Saturday, December 1, 2012

Review: A Field Guide to Getting Lost by Rebecca Solnit


How do you review a melancholy book of essays by a gifted, world-weary writer like Rebecca Solnit? By impressions...

In "A Field Guide To Getting Lost" Rebecca Solnit has given us a wide ranging series of essays that begin by getting lost and end up in far flung realms of introverted ruminations ranging from the mundane to the brilliant. Four chapters are titled The Blue of Distance, "the color of that distance is the color of an emotion, the color of solitude and of desire, the color of there seen from here, the color of where you are not.
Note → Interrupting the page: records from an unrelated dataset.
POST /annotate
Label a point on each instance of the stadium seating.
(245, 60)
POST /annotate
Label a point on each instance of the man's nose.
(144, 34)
And the color of where you can never go." This longing is a major theme of the book, the longing of Spanish Conquistadors looking for gold in the New World, of whom she writes "no one will ever be as lost as those conquistadors ever again". She tells many little stories of loss and finding in this Field Guide, of her grandmother, having lost her mind in mental hospitals after the wrenching horrors of war and being a refugee from the Pale, appearing from a hospital to give her a lipsticked kiss that made her mother scream in terror, thinking she saw blood; of making a film in an abandoned hospital called "The Cure For Living" inspired by a dream of Joy Division; of her dazzling meteoric girlfriend Marine who was in a punk rock band and shared countless adventures with her in California before succumbing to the numbing allure of deadly street drugs... but what ties these essays together is the constant authorial voice, intense and focused even when examining the most rambling subjects, sharing nostalgic whispers from a time and space shared with so many of our generation, the lost suburbs of the '70s or the nostalgia of finding and reading essays like this in The Atlantic or Harpers or The Nation; and finding so many other treasures of history to share and personal stories to relate. Solnit has given us all a wonderful book to lose ourselves in, or find our inner introvert in.